Aside from protectionism, Trump seriously intended none of this but gave Republicans instead a major tax cut for the rich, a wholesale demolition of business regulations and environmental protections and an assembly-line rush of reactionary judges vetted by the Federalist Society to stack the courts for another generation.  In other words, he had kept an electoral base that was crumbling in their hands safe while gratifying the corporate barons who kept them in business in all that truly mattered. Trump had used the Republicans, but they, equally, had found use in him. His cynicism and theirs had found a common home.
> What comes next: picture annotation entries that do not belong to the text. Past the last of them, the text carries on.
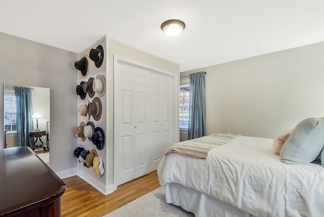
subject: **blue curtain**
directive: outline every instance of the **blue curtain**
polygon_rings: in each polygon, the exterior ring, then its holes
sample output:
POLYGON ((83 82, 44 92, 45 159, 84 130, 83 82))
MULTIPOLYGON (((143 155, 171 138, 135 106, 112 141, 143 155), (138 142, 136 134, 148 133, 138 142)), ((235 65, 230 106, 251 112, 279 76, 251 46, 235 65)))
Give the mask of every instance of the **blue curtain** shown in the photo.
POLYGON ((29 133, 34 130, 31 118, 32 103, 30 87, 15 87, 17 105, 17 136, 18 146, 27 146, 33 149, 34 139, 29 133))
POLYGON ((188 139, 206 135, 205 71, 189 75, 190 84, 188 139))

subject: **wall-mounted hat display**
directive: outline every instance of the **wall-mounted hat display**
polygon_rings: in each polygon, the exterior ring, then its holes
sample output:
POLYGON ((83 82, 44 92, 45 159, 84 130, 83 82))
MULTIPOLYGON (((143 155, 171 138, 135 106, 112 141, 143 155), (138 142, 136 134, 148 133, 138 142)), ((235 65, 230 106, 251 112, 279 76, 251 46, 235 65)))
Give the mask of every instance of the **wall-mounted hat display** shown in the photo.
POLYGON ((87 107, 87 112, 92 116, 95 121, 99 121, 102 113, 102 104, 100 98, 96 97, 93 98, 92 102, 89 102, 87 107))
POLYGON ((98 153, 95 149, 92 149, 90 152, 90 154, 87 156, 86 158, 86 163, 88 167, 93 166, 93 159, 95 157, 98 157, 98 153))
POLYGON ((92 135, 92 143, 98 150, 103 149, 105 146, 105 131, 101 127, 96 127, 92 135))
POLYGON ((87 166, 87 163, 86 163, 86 159, 87 158, 87 156, 90 154, 90 152, 89 150, 84 150, 80 153, 80 155, 79 156, 79 161, 83 163, 83 165, 85 166, 88 167, 87 166))
POLYGON ((89 52, 89 57, 91 60, 95 62, 95 65, 100 68, 103 62, 103 48, 101 45, 98 45, 96 49, 92 49, 89 52))
POLYGON ((73 152, 74 157, 78 158, 81 152, 82 152, 84 150, 85 148, 82 147, 77 147, 76 149, 74 149, 74 151, 73 152))
POLYGON ((91 121, 87 123, 87 125, 84 128, 83 133, 85 136, 90 141, 92 141, 92 136, 95 132, 95 125, 91 121))
POLYGON ((103 167, 103 161, 102 160, 101 155, 100 155, 100 157, 95 157, 93 159, 92 168, 95 171, 96 175, 98 175, 99 174, 100 175, 102 175, 105 173, 105 169, 103 167))
POLYGON ((78 110, 79 115, 82 116, 85 121, 88 121, 90 119, 90 116, 88 114, 88 112, 87 112, 87 107, 88 107, 89 104, 89 100, 86 99, 84 102, 84 104, 79 106, 78 110))
POLYGON ((81 77, 83 78, 87 77, 89 72, 89 57, 85 54, 79 60, 74 62, 74 67, 81 72, 81 77))
POLYGON ((86 139, 87 139, 87 137, 85 136, 85 134, 83 133, 84 129, 86 123, 83 121, 82 121, 80 123, 79 126, 74 128, 74 135, 75 135, 75 136, 79 137, 82 141, 86 141, 86 139))
POLYGON ((101 75, 98 75, 93 80, 92 89, 97 93, 98 96, 102 97, 106 92, 106 80, 101 75))
POLYGON ((81 99, 85 99, 86 98, 86 96, 87 96, 87 93, 83 90, 83 83, 84 83, 85 82, 81 82, 79 85, 76 85, 76 88, 75 88, 76 95, 80 96, 80 98, 81 99))
POLYGON ((89 95, 90 98, 93 97, 95 93, 93 89, 92 89, 94 79, 92 77, 90 78, 88 81, 85 82, 83 85, 83 90, 84 90, 86 93, 88 93, 88 95, 89 95))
There’s a bloodline stretching between McCarthy and Trump in the person of Roy Cohn, the counsel for McCarthy’s Senate investigating committee who in later life serviced the Trump business empire. More recently, a nostalgic Donald Trump had often been heard to ask, “Where’s my Roy Cohn?”, although he has now found him in William Barr. The Republicans of McCarthy’s time were willing to put up with him and take what profit it offered them.  Those of Trump’s today are, up till now, happy to do the same. The Democrats, a poor alternative, have thus far put up a miserable show. The coronavirus is a stiff cure, but maybe nothing less will do.